The rise in crude oil price and public sentiments against fuel and utility price adjustments could compel the government to reintroduce subsidies, accounting and tax firm, PFM Tax Africa has said.
Price of crude oil has gone above $70 dollars and with the recent pressure on the cedi, price of petroleum products may increase again at the pumps. This could push price of goods and services up.
But PFM Tax Africa in its second assessment of the fiscal economy expects government to cushion consumers against the expected shocks by providing some subsidies.
This also means the government could absorb some of the expected increment in utility tariffs that will be announced later.
However, this could affect its fiscal programme for the year as it will shoot up expenditure and widen the financing deficit.
The report also said the first quarter shortfall in revenue may make it difficult for the country to achieve the post-Covid-19 annual tax-to-Gross Domestic Product target of 12.9%— which is far below the more ambitious 17.5% for sub-Sahara Africa. It is also below the 20% or more for middle-income countries.

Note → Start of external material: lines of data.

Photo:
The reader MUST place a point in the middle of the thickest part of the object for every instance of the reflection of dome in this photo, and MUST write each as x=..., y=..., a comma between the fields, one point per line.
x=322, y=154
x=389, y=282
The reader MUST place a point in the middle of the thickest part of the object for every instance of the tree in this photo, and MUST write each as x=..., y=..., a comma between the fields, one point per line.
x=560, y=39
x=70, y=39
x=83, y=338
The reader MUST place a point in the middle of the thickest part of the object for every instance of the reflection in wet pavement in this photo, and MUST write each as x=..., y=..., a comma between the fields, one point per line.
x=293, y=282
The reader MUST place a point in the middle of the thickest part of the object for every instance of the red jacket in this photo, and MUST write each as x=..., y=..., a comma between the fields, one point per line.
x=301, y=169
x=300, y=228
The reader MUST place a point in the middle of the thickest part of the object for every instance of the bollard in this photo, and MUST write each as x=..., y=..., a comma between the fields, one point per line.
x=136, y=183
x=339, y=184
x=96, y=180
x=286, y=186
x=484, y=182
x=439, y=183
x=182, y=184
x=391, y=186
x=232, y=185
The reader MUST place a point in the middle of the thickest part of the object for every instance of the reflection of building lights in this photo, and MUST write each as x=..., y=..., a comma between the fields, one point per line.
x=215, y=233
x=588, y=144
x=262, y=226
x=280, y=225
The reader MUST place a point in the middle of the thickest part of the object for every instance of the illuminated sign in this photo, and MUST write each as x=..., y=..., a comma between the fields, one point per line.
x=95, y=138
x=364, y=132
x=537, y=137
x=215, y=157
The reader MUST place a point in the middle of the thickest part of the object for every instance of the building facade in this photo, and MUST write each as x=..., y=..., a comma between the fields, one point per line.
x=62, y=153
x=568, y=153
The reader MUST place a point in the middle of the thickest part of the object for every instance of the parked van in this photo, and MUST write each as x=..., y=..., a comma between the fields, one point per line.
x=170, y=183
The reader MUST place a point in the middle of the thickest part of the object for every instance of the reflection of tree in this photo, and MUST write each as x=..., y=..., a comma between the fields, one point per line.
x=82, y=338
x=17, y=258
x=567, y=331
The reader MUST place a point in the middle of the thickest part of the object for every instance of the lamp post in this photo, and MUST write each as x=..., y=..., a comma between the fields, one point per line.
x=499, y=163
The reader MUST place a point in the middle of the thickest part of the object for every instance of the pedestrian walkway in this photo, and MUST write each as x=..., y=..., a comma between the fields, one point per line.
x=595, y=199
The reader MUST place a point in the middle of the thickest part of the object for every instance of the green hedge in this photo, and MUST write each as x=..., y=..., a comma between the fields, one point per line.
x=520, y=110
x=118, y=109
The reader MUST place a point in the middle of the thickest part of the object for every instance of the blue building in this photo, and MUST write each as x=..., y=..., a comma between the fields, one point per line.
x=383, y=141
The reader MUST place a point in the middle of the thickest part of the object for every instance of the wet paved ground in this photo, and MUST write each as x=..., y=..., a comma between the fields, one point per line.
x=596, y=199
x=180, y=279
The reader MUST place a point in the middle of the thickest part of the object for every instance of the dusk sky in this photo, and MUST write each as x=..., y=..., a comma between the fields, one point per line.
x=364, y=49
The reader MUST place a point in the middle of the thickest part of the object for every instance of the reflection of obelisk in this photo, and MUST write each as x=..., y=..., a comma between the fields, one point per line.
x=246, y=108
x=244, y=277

“The quarter one 2021 shortfalls may make it difficult to achieve the post-Covid-19 annual tax-to-GDP target of 12.9% — which is far below the more ambitious 17.5% or more ratio for sub-Sahara Africa (SSA). It is also below the 20% or more for middle income countries (MICs). Indeed, Ghana’s revenue-to-GDP ratio, which includes non-tax revenues and grants, is also below the band of 17.5-to-20% or more for the country’s middle income countries and other states.”
Interest payments now biggest expenditure
Interest payments now exceed compensation or wages, as the largest single budget expenditure item.
This PFM Tax said is likely to put significant fiscal pressure on expenditure as well as the possible rise in domestic and external debt financing.
“The recurrent budget “crowds out” the capital budget, which is only 0.7% or 0.8% for projected and actual quarter one 2021. The annual 2021 target of 2.7% for capital is less than the 3.8% for the first quarter of 2021 and provisional actual of 3.6% for interest plus compensation”, it explained.
PFM Tax Africa also expressed worry about the exclusion of the bank bailout and energy sector arrears from its computation of arrears, fiscal deficit and debt stock.
However, it said the International Monetary Fund now adds the bank bailout costs to the balances under a novel “headline” deficit line, beginning from only 2017.